Search code examples
rfunctionscoping

Extraction operator `$`() returns zero-length vectors within function


I am encountering an issue when I use the extraction operator `$() inside of a function. The problem does not exist if I follow the same logic outside of the loop, so I assume there might be a scoping issue that I'm unaware of.

The general setup:

## Make some fake data for your reproducible needs.
set.seed(2345)

my_df <- data.frame(cat_1 = sample(c("a", "b"), 100, replace = TRUE),
                    cat_2 = sample(c("c", "d"), 100, replace = TRUE),
                    continuous  = rnorm(100),
                    stringsAsFactors = FALSE)
head(my_df)

This process I am trying to dynamically reproduce:

index <- which(`$`(my_df, "cat_1") == "a")

my_df$continuous[index]

But once I program this logic into a function, it fails:

## Function should take a string for the following:
##  cat_var - string with the categorical variable name as it appears in df
##  level - a level of cat_var appearing in df
##  df - data frame to operate on.  Function assumes it has a column 
##    "continuous".
extract_sample <- function(cat_var, level, df = my_df) {

  index <- which(`$`(df, cat_var) == level)

  df$continuous[index]

}

## Does not work.
extract_sample(cat_var = "cat_1", level = "a")

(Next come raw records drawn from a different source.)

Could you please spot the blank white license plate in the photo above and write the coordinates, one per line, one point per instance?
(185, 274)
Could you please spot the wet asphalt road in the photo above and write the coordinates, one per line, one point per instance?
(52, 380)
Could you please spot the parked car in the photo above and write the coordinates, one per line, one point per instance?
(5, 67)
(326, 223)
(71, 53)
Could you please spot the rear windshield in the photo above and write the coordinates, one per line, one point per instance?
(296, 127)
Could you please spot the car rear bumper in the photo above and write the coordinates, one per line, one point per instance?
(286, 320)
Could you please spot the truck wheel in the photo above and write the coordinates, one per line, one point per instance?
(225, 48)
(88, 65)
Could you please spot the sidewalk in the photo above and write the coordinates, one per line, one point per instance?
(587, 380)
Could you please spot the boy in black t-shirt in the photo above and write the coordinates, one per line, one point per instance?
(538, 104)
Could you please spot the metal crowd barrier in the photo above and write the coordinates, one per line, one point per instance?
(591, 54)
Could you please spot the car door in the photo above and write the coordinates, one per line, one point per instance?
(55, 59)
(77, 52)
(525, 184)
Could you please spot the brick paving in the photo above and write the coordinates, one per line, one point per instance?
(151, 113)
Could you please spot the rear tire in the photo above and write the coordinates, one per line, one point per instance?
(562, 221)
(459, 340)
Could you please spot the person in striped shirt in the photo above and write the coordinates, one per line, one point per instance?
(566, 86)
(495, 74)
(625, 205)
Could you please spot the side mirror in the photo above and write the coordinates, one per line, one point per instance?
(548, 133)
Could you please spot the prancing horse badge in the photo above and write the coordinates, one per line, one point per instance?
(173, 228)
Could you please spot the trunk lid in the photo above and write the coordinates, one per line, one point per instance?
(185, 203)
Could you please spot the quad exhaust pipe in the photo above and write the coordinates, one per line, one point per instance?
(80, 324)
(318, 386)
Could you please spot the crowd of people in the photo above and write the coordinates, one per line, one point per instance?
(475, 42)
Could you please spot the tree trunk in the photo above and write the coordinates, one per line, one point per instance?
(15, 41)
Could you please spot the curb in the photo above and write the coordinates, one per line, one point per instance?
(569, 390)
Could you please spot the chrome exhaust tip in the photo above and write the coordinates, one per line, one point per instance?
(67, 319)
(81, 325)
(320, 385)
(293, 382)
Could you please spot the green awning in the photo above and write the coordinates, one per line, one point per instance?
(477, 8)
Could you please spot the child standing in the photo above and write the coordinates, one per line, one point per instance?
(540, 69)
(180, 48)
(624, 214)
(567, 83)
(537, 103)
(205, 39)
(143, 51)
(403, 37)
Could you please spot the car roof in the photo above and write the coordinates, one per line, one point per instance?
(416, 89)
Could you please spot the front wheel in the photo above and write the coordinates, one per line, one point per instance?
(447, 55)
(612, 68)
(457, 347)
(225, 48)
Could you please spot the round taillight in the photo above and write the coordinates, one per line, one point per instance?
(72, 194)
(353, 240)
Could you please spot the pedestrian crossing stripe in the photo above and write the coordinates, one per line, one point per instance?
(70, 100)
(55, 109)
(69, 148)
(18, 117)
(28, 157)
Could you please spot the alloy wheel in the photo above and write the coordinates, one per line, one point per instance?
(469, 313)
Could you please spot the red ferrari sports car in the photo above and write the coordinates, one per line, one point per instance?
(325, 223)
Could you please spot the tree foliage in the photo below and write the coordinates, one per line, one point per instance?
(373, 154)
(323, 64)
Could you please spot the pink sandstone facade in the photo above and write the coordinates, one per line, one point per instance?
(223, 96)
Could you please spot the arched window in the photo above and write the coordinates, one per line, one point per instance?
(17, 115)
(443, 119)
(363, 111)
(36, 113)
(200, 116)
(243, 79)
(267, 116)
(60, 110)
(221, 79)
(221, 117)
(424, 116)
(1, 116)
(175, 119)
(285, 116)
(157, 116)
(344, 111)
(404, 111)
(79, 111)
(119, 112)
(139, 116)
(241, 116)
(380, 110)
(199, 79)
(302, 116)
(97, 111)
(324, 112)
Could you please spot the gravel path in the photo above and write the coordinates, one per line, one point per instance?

This is returning numeric(0). Any thoughts on what I'm missing? Alternative approaches are welcome as well.


Solution

  • The problem isn't the function, it's the way $ handles the input.

    cat_var = "cat_1"
    length(`$`(my_df,"cat_1"))
    #> [1] 100
    length(`$`(my_df,cat_var))
    #> [1] 0 
    

    You can instead use [[ to achieve your desired outcome.

    cat_var = "cat_1"
    length(`[[`(my_df,"cat_1"))
    #> [1] 100
    length(`[[`(my_df,cat_var))
    #> [1] 100
    

    UPDATE

    It's been noted that using [[ this way is ugly. And it is. It's useful when you want to write something like lapply(stuff,'[[',1)

    Here, you should probably be writing it as my_df[[cat_var]].

    Also, this question/answer goes into a little more detail about why $ doesn't work the way you want it to.